IGNACIO CAMACHO-ABC

  • Existe un frente común separatista para extender al terrorismo vasco el espíritu, si no la letra, de la ley de amnistía

La ley de impunidad, llamada de amnistía, es la piedra angular de este mandato, la pieza clave que ha permitido la investidura de Sánchez y sin la cual su presidencia se volverá inviable. Pero el proyecto que conocemos está todavía abierto a enmiendas durante su trámite. Conviene recordar al respecto que aunque el texto ha sido redactado a pachas entre Waterloo y Moncloa –quizá con la asesoría de ciertas autoridades constitucionales–, la alianza que sostiene al Ejecutivo consta de más integrantes que aún no se han pronunciado y esperan el momento de reclamar su parte. Y dada la inestable correlación de fuerzas no resulta descabellado conjeturar sobre un probable intento de extender el borrado penal más allá del perímetro de los sediciosos catalanes.

Ése es el sentido inequívoco del apoyo que Puigdemont, su partido, el Bloque gallego y Esquerra Republicana han prestado a la manifestación del sábado en Bilbao, donde miles de personas reclamaron la pronta liberación de los presos terroristas vascos. Una lista con nombres y apellidos de 142 sicarios entre los que se encuentran autores directos e indirectos de más de sesenta asesinatos, cuya excarcelación constituye el objetivo declarado con el que Otegi justifica sus pactos ante el sector más beligerante de sus correligionarios. La nómina de dirigentes tras la pancarta de la marcha componía un verdadero frente común, una liga contra el Estado reforzada por la coalición de facto que Bildu y ERC mantienen en el ámbito parlamentario.
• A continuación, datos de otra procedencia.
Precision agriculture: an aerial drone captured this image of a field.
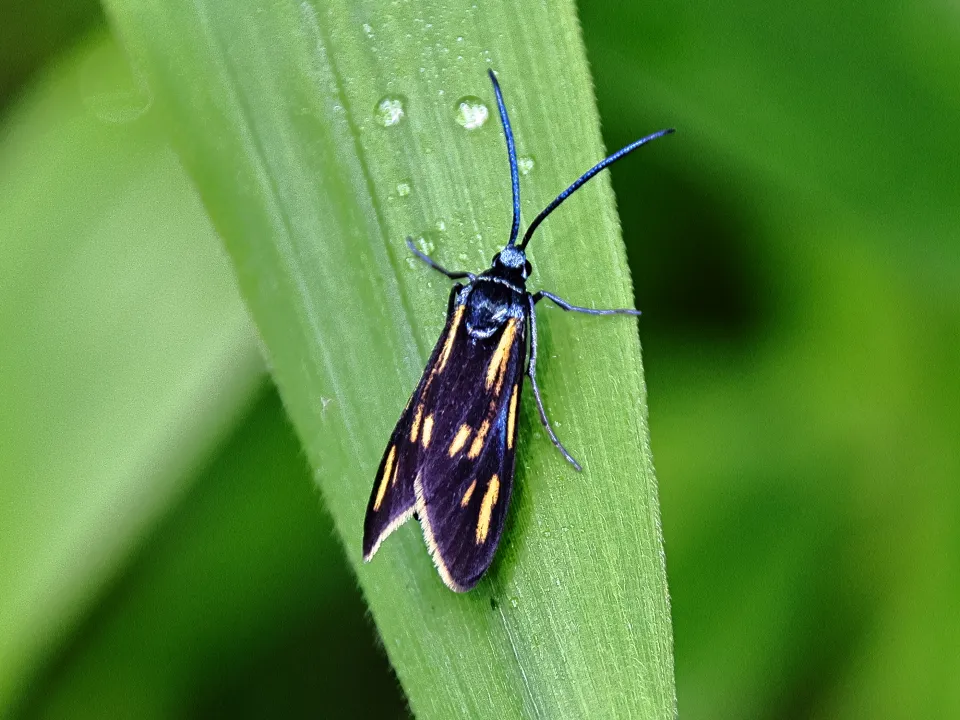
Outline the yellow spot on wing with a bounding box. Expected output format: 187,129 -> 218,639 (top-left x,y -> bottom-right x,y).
433,305 -> 467,374
460,480 -> 477,507
486,318 -> 517,390
448,423 -> 471,457
507,385 -> 517,450
467,420 -> 490,460
373,445 -> 397,512
410,403 -> 423,442
421,415 -> 433,447
477,475 -> 500,545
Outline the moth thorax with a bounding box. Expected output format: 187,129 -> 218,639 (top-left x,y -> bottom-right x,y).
493,245 -> 530,280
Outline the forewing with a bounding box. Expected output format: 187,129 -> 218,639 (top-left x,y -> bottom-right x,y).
414,313 -> 526,592
363,285 -> 464,562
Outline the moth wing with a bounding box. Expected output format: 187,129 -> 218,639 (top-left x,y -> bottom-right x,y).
414,315 -> 526,592
363,284 -> 463,562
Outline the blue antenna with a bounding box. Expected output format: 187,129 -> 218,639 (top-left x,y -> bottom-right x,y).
487,70 -> 520,247
516,128 -> 673,250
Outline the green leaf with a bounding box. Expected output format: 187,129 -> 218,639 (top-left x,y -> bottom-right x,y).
16,391 -> 404,720
107,0 -> 675,718
0,33 -> 264,714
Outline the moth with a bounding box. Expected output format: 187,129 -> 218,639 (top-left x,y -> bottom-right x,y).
363,70 -> 673,592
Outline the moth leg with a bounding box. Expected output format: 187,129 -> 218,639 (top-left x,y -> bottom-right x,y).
407,238 -> 477,282
533,290 -> 640,315
527,295 -> 583,472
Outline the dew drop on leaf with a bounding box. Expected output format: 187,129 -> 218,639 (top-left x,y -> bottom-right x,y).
373,95 -> 407,127
454,95 -> 490,130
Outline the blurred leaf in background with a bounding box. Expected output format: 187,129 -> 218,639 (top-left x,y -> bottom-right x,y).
0,22 -> 405,718
581,1 -> 960,718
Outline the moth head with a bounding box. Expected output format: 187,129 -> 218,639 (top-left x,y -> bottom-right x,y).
492,245 -> 533,280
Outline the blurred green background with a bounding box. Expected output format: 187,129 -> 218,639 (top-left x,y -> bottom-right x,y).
0,0 -> 960,718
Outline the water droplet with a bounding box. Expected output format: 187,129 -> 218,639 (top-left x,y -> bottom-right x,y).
374,95 -> 407,127
416,235 -> 435,255
456,95 -> 490,130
Únase la línea de puntos: una amnistía en proceso, un Ejecutivo débil, unas minorías en condiciones de colegislar y un Tribunal Constitucional abierto a interpretaciones constructivistas del Derecho. Añádase el permanente zascandileo de Zapatero, que la semana pasada terció con Junts para el acuerdo de los decretos y que ha intervenido o asesorado en la elección del verificador extranjero. Y súmense por último el silencio sobre las contrapartidas de los herederos de ETA por su respaldo al Gobierno y la proclividad de éste a desdecirse de sus propios pronunciamientos. Si de ese dibujo no sale la posibilidad de una Ley de Punto Final o algo similar es porque aún debe de quedar algún fleco lo bastante suelto para que ni siquiera Sánchez pueda coserlo.

Por ahora se trata de un planteamiento especulativo. Pero existen realidades objetivas en forma de indicios, y la principal de ellas es la creciente unidad de acción de los separatismos ante la oportunidad de aprovechar la elasticidad de un momento político que difícilmente les será más propicio. La idea de que la impunidad pueda cubrir a los asesinos etarras se antoja difícil incluso en este contexto tan resbaladizo, pero más allá de la letra de las leyes queda la exégesis de su espíritu. Y nadie sabe hasta dónde se puede extender el manido manto retórico de la «pacificación definitiva de conflictos».